There are two different accepted methods of conducting research in social sciences. These are quantitative and qualitative research studies. Both methods can be used to test hypotheses by carrying out investigations with groups of participants, but they achieve that in different ways. Quantitative research relies solely on numbers. For instance, the researcher may give out surveys to a large number of participants and then analyze the data from their answers by looking for patterns and correlations among different variables. In these studies, numerical data are analyzed using various statistical methods, and the researcher may not have to ever talk to any participants face-to-face.
When conducting qualitative research, the researcher often relies on a smaller group of participants, often conducts individual interviews with them and is interested in hearing their perspectives. The goal of a qualitative study isn't to find wide generalizations but to identify and analyze specific examples of a certain phenomenon and consider its possible implications.
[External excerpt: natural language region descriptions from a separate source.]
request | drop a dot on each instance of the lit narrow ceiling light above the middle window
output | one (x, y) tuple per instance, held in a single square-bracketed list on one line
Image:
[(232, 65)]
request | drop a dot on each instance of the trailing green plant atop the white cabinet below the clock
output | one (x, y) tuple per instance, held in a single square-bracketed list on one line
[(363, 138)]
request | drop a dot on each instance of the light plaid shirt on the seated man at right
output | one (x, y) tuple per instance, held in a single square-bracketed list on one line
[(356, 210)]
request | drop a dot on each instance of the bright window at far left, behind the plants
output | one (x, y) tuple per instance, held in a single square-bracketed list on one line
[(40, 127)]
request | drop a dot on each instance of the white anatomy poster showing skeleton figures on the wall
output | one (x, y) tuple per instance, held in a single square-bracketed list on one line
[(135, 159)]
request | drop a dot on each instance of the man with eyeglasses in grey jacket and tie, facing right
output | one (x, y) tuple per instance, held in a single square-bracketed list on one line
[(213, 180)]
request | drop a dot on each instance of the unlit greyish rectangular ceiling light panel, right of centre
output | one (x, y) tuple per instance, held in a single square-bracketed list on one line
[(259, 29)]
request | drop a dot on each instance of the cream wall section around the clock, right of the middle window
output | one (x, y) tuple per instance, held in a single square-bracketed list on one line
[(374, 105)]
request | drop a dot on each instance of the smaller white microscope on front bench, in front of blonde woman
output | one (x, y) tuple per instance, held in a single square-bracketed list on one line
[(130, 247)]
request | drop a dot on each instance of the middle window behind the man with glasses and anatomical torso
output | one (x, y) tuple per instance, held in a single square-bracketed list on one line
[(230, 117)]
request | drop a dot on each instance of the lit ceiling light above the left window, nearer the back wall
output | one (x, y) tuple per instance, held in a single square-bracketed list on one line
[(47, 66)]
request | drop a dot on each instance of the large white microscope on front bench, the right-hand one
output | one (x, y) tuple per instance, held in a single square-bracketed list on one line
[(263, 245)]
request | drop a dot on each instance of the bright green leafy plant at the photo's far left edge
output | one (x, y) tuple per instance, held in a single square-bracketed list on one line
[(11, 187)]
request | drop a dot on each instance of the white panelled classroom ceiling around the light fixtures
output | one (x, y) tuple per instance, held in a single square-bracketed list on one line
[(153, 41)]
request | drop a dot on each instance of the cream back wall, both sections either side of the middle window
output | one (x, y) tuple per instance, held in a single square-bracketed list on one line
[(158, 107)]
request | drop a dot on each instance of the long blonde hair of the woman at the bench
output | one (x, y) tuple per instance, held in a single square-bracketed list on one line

Qualitative methods often include in-depth interviews, group discussions and general participant observations by the researcher.
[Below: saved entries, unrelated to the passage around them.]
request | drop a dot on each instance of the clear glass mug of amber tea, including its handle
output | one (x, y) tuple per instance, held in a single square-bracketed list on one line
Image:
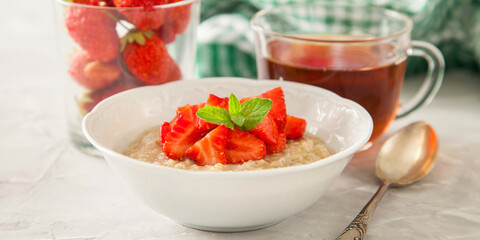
[(359, 52)]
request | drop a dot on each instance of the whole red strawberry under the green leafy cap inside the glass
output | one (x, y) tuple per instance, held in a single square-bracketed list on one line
[(149, 62)]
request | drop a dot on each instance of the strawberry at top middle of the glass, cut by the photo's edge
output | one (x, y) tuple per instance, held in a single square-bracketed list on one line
[(144, 18)]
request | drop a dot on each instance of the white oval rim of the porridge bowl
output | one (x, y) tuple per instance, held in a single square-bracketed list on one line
[(364, 116)]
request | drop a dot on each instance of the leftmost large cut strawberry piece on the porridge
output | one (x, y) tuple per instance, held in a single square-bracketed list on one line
[(182, 134)]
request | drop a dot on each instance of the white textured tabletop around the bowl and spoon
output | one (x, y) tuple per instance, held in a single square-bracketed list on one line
[(50, 190)]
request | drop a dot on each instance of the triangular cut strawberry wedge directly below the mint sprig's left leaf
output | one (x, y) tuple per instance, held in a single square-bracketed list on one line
[(210, 150)]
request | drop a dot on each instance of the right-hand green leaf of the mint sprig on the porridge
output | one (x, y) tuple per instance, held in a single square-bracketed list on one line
[(254, 111)]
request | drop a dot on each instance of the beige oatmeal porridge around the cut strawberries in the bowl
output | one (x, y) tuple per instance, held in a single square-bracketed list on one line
[(300, 151)]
Why an Introduction is Important
An introduction is a crucial part of your study because it gives your readers a road map of what they can expect in reading your paper. It doesn't need to be long or elaborate, but it has to include the following elements.
State the Problem
Introduce the reader to the issue that your study addresses. Provide a concise overview of the problem and mention briefly how previous studies (if any) attempted to solve it. Don't go into details here. You'll have a chance to write a more in-depth literature review later.
Describe the Methods
Give the reader a brief overview (a couple of sentences will suffice) of the methodology you employed in your study. This is where you make it clear that your study relies on qualitative research methods. Again, don't go into as much detail as you will later in the methodology section.
State the Conclusion
That’s right. State the conclusion right in the introduction. It can be tempting to keep this part a secret until the reader gets to the end (why give everything away, you may be thinking?), but remember, you’re not writing a work of fiction. Your reader doesn't want to be surprised. They want an overview of what to expect in the conclusion and how you got there.
Address the Bigger Picture
Explain why this study is important in the bigger scheme of things. Think beyond the particular problem that your study addresses. What bigger questions will it help solve?